Lundi, cependant, les discussions aux deux extrémités de la conférence de presse dans la East Room ont donné aux observateurs un aperçu du jeu diplomatique.
Congédié sans ménagement de la Maison-Blanche en mars, le président ukrainien Volodymyr Zelenskyy était maintenant assis à la table avec Trump et sept de ses homologues européens : Macron, le secrétaire général de l’OTAN Mark Rutte, la Première ministre italienne Giorgia Meloni, le président finlandais Alexander Stubb, la présidente de la Commission européenne Ursula von der Leyen, le chancelier allemand Friedrich Merz et le Premier ministre britannique Keir Starmer.
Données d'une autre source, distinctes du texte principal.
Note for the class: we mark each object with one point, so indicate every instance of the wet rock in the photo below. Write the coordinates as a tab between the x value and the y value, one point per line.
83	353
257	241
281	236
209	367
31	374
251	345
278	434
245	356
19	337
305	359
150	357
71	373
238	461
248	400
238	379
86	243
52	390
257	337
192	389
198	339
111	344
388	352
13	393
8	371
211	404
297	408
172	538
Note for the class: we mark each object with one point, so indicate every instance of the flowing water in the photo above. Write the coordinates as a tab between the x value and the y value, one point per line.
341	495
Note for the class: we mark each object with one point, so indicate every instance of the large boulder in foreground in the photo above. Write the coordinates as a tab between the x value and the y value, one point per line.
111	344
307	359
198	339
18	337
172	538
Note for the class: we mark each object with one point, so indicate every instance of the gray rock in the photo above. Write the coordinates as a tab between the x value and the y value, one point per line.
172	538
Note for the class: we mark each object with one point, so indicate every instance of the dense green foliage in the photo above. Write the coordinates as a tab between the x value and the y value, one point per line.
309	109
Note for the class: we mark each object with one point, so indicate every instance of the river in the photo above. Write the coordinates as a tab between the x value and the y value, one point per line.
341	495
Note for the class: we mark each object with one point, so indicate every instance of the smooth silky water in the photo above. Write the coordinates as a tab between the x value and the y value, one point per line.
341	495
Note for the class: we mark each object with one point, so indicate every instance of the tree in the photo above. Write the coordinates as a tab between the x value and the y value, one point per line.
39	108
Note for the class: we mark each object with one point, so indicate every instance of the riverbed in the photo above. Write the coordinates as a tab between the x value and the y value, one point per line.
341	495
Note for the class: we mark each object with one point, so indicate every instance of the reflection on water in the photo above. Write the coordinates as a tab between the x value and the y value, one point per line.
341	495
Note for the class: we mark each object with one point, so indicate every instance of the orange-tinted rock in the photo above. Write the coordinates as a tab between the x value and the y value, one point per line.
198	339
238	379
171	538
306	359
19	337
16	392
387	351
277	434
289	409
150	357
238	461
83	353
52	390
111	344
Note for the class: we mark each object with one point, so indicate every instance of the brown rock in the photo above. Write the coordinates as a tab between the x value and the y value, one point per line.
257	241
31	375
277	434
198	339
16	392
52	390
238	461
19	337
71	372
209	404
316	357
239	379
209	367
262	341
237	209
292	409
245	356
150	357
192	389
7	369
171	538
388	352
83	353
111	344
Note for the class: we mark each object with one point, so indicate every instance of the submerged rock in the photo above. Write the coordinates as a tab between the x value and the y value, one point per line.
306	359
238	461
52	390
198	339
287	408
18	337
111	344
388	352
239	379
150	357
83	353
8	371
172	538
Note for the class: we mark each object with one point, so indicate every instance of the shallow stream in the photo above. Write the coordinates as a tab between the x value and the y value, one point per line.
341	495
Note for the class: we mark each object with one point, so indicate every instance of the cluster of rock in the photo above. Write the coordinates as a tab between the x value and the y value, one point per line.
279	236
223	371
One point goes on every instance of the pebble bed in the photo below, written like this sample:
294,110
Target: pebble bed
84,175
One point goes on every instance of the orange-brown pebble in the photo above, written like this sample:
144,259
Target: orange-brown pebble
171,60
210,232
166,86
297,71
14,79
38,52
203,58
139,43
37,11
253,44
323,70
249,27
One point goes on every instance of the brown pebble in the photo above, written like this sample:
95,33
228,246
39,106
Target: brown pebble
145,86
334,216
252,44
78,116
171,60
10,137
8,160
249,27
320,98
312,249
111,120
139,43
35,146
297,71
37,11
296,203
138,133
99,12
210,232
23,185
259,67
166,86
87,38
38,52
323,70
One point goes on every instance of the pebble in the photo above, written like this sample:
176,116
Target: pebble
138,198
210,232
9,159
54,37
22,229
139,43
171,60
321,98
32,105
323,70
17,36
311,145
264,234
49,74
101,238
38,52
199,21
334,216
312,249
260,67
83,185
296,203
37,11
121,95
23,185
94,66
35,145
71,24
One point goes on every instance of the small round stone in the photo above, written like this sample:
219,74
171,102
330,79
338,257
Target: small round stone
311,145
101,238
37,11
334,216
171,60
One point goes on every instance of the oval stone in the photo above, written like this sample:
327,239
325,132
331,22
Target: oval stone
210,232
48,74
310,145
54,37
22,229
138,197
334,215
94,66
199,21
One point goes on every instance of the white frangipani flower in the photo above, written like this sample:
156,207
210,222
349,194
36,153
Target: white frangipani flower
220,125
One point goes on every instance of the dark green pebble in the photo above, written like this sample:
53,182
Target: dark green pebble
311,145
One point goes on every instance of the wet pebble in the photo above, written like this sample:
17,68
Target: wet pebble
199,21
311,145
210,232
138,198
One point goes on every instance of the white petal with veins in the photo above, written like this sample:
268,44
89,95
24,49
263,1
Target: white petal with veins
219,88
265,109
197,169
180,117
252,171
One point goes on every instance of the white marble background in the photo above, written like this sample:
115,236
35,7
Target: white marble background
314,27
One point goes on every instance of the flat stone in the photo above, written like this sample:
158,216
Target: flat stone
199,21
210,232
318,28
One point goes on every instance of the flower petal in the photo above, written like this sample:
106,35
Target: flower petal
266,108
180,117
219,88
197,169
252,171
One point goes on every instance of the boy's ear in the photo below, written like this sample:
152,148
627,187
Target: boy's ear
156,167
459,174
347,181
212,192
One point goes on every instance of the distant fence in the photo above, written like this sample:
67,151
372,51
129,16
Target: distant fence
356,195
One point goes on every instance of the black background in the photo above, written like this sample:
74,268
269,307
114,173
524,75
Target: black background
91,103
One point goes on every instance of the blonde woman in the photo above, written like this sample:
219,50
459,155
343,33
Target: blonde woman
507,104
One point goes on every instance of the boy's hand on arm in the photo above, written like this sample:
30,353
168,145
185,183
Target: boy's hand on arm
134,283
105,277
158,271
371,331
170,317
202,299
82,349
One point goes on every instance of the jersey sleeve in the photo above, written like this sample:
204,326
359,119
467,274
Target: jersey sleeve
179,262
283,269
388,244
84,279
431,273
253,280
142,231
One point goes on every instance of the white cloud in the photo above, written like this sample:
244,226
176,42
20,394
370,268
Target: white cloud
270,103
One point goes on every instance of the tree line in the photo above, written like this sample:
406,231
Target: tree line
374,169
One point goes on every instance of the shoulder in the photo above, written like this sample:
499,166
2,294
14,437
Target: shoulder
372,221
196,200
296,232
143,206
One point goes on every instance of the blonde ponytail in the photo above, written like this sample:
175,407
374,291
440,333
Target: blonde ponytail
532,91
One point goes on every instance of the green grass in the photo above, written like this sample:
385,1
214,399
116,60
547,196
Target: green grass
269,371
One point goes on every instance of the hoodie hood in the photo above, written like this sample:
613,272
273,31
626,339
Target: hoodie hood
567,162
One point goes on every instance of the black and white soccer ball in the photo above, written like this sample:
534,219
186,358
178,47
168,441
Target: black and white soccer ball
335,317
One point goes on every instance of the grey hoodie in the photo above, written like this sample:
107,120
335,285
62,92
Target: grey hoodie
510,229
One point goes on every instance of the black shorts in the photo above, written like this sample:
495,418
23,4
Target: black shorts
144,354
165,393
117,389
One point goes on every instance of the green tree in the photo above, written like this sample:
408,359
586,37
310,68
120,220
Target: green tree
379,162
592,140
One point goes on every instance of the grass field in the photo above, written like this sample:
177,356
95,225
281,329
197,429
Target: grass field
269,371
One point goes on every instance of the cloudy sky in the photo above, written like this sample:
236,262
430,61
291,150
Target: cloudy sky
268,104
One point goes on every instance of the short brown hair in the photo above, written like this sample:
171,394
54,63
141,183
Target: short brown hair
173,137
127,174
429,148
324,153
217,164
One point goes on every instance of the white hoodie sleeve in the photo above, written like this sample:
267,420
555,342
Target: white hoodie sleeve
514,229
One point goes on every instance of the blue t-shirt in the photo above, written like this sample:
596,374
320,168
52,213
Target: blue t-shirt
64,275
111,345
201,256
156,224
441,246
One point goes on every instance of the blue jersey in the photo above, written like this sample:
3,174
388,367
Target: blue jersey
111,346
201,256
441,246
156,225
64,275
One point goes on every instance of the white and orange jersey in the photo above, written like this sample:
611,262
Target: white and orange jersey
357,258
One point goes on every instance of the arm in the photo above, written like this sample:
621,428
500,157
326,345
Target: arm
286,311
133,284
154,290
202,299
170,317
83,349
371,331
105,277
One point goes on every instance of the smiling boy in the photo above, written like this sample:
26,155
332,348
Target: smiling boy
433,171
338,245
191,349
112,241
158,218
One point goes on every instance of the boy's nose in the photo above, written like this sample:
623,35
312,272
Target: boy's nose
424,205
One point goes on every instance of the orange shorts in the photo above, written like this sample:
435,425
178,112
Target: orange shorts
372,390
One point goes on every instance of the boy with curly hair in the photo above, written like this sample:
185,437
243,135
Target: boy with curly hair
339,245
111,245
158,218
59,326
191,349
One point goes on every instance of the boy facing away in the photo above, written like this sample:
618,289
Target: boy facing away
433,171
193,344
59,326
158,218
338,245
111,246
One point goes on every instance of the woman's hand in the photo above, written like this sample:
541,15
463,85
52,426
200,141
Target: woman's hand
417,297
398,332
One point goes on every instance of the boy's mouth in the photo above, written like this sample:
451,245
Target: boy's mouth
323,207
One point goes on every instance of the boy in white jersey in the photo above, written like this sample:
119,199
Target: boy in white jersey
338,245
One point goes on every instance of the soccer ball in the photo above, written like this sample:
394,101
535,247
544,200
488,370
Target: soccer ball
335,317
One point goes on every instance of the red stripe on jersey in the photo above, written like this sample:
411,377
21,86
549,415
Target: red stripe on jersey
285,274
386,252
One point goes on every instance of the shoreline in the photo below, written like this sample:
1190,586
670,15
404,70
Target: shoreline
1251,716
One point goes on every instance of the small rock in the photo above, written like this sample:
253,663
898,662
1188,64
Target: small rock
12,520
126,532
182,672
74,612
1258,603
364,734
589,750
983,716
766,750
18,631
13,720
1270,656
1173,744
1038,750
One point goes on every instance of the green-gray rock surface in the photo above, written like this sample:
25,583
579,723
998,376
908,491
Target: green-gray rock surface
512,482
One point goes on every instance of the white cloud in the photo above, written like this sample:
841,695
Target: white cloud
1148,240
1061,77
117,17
Trump a complimenté le bronzage de Merz. Il a dit que Stubb était un bon golfeur. Il a demandé si quelqu’un voulait poser des questions à la presse lorsque le groupe de journalistes de la Maison-Blanche a été admis dans la pièce, avant qu’il ne s’y engouffre. Les dirigeants européens ont souri face aux cris et aux bousculades.
Stubb a demandé à Trump s’il vivait cela « tous les jours ? ».
Trump a répondu : « Tout le temps. »
Meloni a dit qu’elle ne voulait pas parler à la presse italienne. Mais Trump, a-t-elle fait remarquer, est partant. « Il adore ça. Il adore ça, hein ? » a-t-elle dit.